# Low Pressure air



## Lily (Oct 3, 2010)

Hi everyone,

I realized that I almost never used Appendix 24F (Properties of low pressure air) while preparing for the MD PE. What kind of problems are we supposed to used this appendix for and what pressure is considered a low pressure for air?

Thanks and good luck for your preparation.


----------



## NerdHerd (Oct 5, 2010)

Lily said:


> Hi everyone,I realized that I almost never used Appendix 24F (Properties of low pressure air) while preparing for the MD PE. What kind of problems are we supposed to used this appendix for and what pressure is considered a low pressure for air?
> 
> Thanks and good luck for your preparation.


___________

Hello Lily,

I’ve used the low pressure air tables in Thermo: First Law – when analyzing an air compressor operating at stead state. When given the inlet and outlet pressures and temperatures, you can look up the enthalpy at each state then “plug and chug” …after converting everything else, hehehe =)

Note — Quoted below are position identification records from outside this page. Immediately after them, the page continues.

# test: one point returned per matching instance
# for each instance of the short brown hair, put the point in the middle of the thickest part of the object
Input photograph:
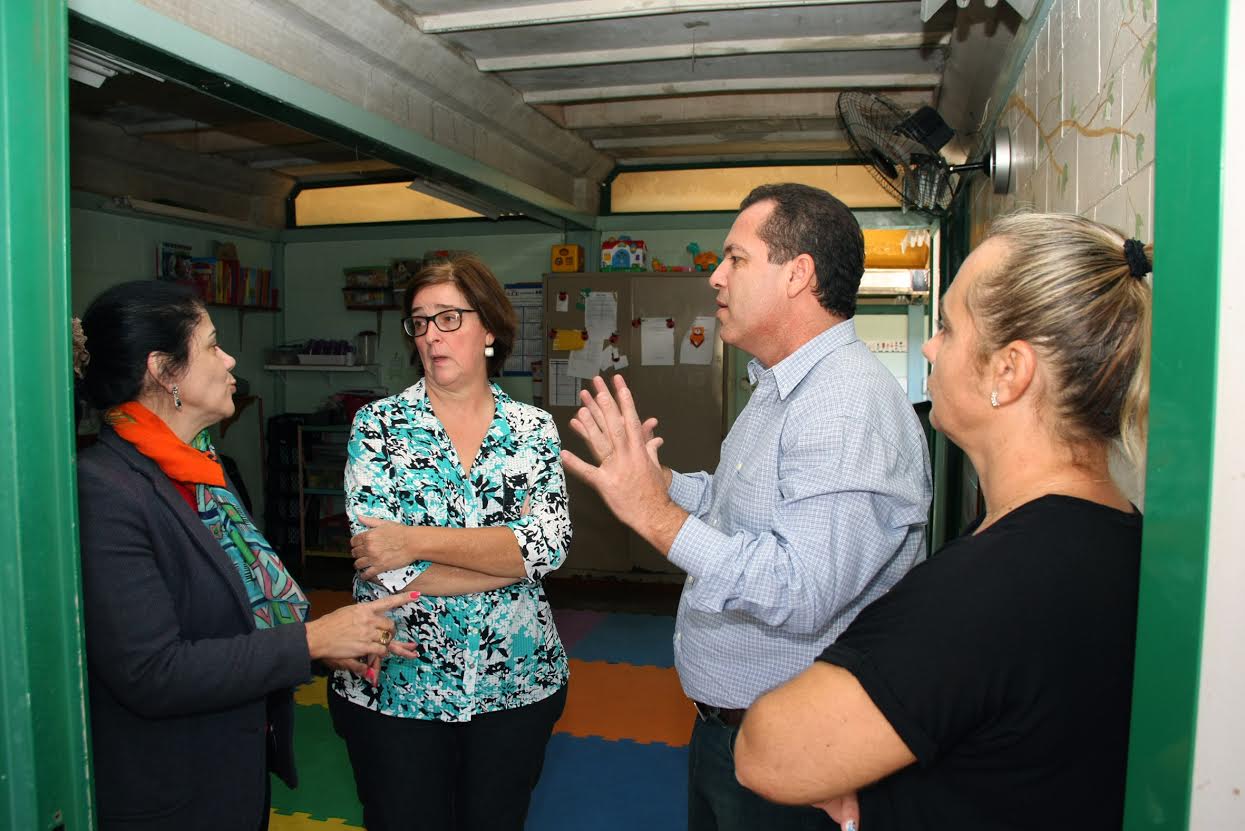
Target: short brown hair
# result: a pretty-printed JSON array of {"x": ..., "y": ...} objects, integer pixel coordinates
[
  {"x": 811, "y": 221},
  {"x": 483, "y": 293},
  {"x": 1065, "y": 284}
]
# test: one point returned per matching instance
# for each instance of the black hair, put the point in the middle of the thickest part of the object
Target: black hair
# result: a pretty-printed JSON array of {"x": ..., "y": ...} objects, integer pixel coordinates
[
  {"x": 809, "y": 221},
  {"x": 127, "y": 323}
]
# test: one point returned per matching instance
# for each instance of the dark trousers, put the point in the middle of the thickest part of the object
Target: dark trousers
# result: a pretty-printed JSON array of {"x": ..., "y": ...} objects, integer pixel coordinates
[
  {"x": 716, "y": 801},
  {"x": 428, "y": 775}
]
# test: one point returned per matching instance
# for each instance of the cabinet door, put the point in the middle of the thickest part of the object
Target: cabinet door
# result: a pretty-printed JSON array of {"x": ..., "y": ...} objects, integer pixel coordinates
[
  {"x": 685, "y": 399},
  {"x": 599, "y": 542}
]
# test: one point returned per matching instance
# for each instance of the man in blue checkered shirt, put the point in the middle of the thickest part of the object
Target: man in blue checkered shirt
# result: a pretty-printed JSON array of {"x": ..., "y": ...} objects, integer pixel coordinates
[{"x": 818, "y": 503}]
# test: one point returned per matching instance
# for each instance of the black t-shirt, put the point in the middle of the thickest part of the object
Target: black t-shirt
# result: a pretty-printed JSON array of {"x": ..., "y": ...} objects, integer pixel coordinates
[{"x": 1005, "y": 663}]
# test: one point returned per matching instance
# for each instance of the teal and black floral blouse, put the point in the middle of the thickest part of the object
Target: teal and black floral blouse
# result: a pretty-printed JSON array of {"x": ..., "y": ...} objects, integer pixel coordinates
[{"x": 478, "y": 653}]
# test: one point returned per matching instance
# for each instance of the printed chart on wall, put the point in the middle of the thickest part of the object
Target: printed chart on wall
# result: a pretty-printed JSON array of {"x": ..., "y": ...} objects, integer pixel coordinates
[{"x": 528, "y": 302}]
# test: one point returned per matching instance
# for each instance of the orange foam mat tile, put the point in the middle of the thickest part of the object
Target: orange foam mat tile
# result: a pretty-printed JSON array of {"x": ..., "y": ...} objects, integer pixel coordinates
[
  {"x": 615, "y": 702},
  {"x": 304, "y": 822}
]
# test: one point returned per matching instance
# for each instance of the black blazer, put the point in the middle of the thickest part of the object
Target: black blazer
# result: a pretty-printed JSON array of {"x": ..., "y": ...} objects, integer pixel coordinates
[{"x": 188, "y": 699}]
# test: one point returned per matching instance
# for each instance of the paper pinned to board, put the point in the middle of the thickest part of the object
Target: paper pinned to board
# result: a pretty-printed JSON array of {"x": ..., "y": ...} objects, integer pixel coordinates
[
  {"x": 568, "y": 340},
  {"x": 584, "y": 363},
  {"x": 696, "y": 348},
  {"x": 611, "y": 359},
  {"x": 601, "y": 314},
  {"x": 656, "y": 343},
  {"x": 563, "y": 389}
]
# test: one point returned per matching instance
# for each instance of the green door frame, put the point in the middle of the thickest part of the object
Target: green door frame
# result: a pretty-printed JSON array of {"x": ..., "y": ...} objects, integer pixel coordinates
[
  {"x": 1188, "y": 204},
  {"x": 45, "y": 774}
]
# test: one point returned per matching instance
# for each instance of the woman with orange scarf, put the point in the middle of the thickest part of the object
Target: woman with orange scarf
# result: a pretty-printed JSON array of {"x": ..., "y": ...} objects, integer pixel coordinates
[{"x": 196, "y": 633}]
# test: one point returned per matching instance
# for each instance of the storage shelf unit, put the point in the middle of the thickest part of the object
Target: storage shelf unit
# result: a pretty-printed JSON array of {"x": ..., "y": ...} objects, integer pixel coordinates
[{"x": 321, "y": 459}]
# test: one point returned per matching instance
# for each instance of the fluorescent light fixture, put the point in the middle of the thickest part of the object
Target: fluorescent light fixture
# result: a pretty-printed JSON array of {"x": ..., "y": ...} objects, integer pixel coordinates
[
  {"x": 93, "y": 67},
  {"x": 186, "y": 214},
  {"x": 453, "y": 196}
]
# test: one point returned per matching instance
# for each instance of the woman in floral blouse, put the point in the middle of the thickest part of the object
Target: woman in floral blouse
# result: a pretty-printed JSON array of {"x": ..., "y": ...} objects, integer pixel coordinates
[{"x": 455, "y": 490}]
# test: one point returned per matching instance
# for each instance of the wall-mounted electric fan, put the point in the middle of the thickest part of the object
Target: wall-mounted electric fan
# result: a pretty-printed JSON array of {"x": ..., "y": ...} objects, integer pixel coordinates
[{"x": 903, "y": 151}]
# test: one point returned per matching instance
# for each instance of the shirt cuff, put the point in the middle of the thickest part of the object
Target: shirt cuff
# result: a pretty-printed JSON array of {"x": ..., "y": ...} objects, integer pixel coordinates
[
  {"x": 685, "y": 491},
  {"x": 529, "y": 536},
  {"x": 397, "y": 579}
]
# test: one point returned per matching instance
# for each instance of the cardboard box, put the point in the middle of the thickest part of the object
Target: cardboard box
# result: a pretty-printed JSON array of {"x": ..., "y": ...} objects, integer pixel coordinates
[{"x": 567, "y": 258}]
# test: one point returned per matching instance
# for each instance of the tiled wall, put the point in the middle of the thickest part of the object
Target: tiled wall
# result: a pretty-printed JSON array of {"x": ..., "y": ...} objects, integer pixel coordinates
[
  {"x": 1082, "y": 128},
  {"x": 1082, "y": 118}
]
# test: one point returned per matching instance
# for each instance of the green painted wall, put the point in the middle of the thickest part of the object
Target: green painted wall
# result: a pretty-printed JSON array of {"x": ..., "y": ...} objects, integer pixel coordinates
[{"x": 1188, "y": 201}]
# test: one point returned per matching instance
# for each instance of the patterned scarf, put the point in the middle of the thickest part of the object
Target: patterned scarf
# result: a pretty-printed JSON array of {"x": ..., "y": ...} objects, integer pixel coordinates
[{"x": 274, "y": 597}]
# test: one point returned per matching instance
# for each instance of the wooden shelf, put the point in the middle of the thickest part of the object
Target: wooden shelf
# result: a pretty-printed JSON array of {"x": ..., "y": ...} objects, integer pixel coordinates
[
  {"x": 243, "y": 307},
  {"x": 320, "y": 368}
]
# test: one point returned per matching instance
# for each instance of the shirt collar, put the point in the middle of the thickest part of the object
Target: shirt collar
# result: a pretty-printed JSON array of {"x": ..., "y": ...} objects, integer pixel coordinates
[
  {"x": 791, "y": 370},
  {"x": 417, "y": 395}
]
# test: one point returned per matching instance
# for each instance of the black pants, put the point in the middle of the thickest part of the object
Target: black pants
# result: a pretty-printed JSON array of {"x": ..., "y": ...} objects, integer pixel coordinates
[
  {"x": 427, "y": 775},
  {"x": 716, "y": 801}
]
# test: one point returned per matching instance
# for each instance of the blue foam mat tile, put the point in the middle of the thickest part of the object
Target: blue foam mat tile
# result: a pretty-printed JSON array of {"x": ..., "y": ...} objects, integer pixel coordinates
[
  {"x": 638, "y": 639},
  {"x": 610, "y": 786}
]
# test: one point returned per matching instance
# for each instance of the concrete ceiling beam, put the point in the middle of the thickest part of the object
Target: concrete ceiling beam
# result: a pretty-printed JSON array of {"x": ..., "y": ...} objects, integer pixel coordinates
[
  {"x": 716, "y": 49},
  {"x": 540, "y": 14},
  {"x": 885, "y": 81},
  {"x": 748, "y": 106},
  {"x": 371, "y": 56}
]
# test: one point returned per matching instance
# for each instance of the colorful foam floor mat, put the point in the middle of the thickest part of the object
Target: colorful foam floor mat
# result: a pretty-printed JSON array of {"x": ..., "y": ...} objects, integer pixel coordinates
[{"x": 618, "y": 759}]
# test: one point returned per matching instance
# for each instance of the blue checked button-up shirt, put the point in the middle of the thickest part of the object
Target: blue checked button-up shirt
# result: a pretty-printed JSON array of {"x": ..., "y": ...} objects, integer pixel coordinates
[{"x": 817, "y": 508}]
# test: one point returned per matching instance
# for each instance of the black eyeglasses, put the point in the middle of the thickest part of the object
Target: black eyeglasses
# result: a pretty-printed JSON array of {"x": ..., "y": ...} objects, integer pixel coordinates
[{"x": 447, "y": 320}]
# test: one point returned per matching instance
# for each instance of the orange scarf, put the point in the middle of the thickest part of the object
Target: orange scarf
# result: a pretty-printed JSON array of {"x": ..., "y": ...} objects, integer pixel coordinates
[{"x": 155, "y": 440}]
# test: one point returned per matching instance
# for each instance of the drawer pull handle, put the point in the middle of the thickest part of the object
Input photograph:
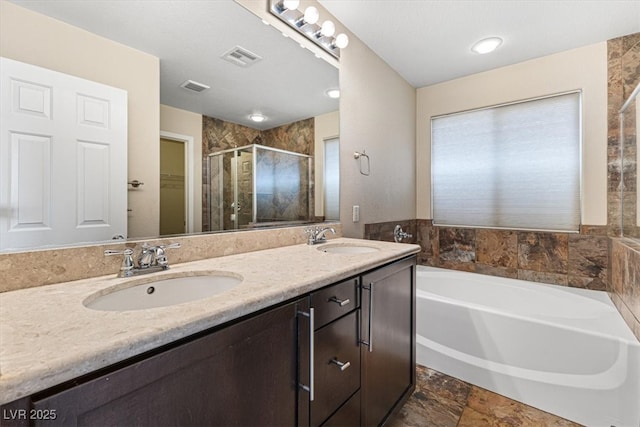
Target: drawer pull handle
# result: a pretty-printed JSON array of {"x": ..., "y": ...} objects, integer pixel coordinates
[
  {"x": 310, "y": 388},
  {"x": 341, "y": 365},
  {"x": 341, "y": 303}
]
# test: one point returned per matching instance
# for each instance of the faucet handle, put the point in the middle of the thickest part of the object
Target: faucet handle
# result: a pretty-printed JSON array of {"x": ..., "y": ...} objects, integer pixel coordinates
[
  {"x": 399, "y": 234},
  {"x": 126, "y": 269}
]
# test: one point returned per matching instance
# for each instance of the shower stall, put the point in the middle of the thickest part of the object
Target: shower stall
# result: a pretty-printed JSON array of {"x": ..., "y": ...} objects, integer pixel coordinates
[{"x": 255, "y": 186}]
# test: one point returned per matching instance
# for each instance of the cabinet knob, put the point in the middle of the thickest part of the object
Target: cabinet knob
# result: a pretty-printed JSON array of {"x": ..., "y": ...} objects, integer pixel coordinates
[
  {"x": 341, "y": 365},
  {"x": 340, "y": 302}
]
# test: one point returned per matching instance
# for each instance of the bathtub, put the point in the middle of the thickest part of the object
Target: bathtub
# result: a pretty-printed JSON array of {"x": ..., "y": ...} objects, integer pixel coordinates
[{"x": 563, "y": 350}]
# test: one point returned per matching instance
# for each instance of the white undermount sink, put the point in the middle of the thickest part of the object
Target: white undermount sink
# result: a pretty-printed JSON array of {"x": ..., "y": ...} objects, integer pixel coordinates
[
  {"x": 347, "y": 248},
  {"x": 163, "y": 292}
]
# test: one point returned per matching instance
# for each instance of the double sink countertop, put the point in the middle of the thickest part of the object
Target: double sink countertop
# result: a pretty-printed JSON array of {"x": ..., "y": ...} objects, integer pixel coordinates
[{"x": 47, "y": 335}]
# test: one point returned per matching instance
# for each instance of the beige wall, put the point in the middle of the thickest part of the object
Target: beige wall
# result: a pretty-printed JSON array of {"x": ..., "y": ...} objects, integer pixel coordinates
[
  {"x": 186, "y": 123},
  {"x": 378, "y": 115},
  {"x": 584, "y": 68},
  {"x": 33, "y": 38},
  {"x": 326, "y": 126}
]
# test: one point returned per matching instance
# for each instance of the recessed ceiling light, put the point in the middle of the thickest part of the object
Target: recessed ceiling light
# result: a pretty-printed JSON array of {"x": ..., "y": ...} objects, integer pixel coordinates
[
  {"x": 333, "y": 93},
  {"x": 257, "y": 118},
  {"x": 486, "y": 45}
]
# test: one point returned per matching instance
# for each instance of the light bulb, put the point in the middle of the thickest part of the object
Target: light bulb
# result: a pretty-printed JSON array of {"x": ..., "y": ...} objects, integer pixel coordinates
[
  {"x": 291, "y": 4},
  {"x": 486, "y": 45},
  {"x": 328, "y": 29},
  {"x": 311, "y": 15},
  {"x": 342, "y": 40}
]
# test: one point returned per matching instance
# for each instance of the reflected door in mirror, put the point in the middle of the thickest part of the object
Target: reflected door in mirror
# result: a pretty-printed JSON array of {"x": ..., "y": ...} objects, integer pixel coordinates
[{"x": 64, "y": 158}]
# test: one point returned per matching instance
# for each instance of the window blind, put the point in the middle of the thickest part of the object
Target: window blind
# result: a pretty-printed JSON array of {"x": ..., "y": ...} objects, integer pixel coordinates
[{"x": 512, "y": 166}]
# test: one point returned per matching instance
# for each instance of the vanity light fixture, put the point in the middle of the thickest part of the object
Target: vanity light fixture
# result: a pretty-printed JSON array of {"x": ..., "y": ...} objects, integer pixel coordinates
[
  {"x": 308, "y": 24},
  {"x": 333, "y": 93},
  {"x": 257, "y": 117},
  {"x": 486, "y": 45}
]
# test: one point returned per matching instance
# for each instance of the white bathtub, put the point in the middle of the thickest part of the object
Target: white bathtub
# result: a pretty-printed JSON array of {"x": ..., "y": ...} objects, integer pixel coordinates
[{"x": 563, "y": 350}]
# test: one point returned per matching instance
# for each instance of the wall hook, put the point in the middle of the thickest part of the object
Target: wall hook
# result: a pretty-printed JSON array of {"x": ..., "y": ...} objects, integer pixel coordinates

SMS Thermal and Fluids #20 utilizes this.

Good luck!

NerdHerd


----------



## Lily (Oct 5, 2010)

Thanks NerdHerd,

I will check out this SMS problem tonight,

Does anyone knows what is the max pressure, above which we cannot use this table?

Lily


----------



## HokieGirl (Oct 14, 2010)

Lily,

I have a note in my book that I added that said "use when less than several hundred psi." That probably doesn't help much, but that was my guideline.

Good luck!


----------



## Lily (Oct 16, 2010)

Thanks!

I think the values in the MERM appendix should be ok for pressures less than 300 psia.

Lily


----------



## abourne (Oct 26, 2010)

2008 NCEES Thermo - Problem 517

This problem solves for Q_in combuster using the ideal gas laws.

You can solve this using Appendix 24.F MERM as an alternative, finding the enthalpies h_in and h_out of the combuster.

Either way, you'll get the same answer.


----------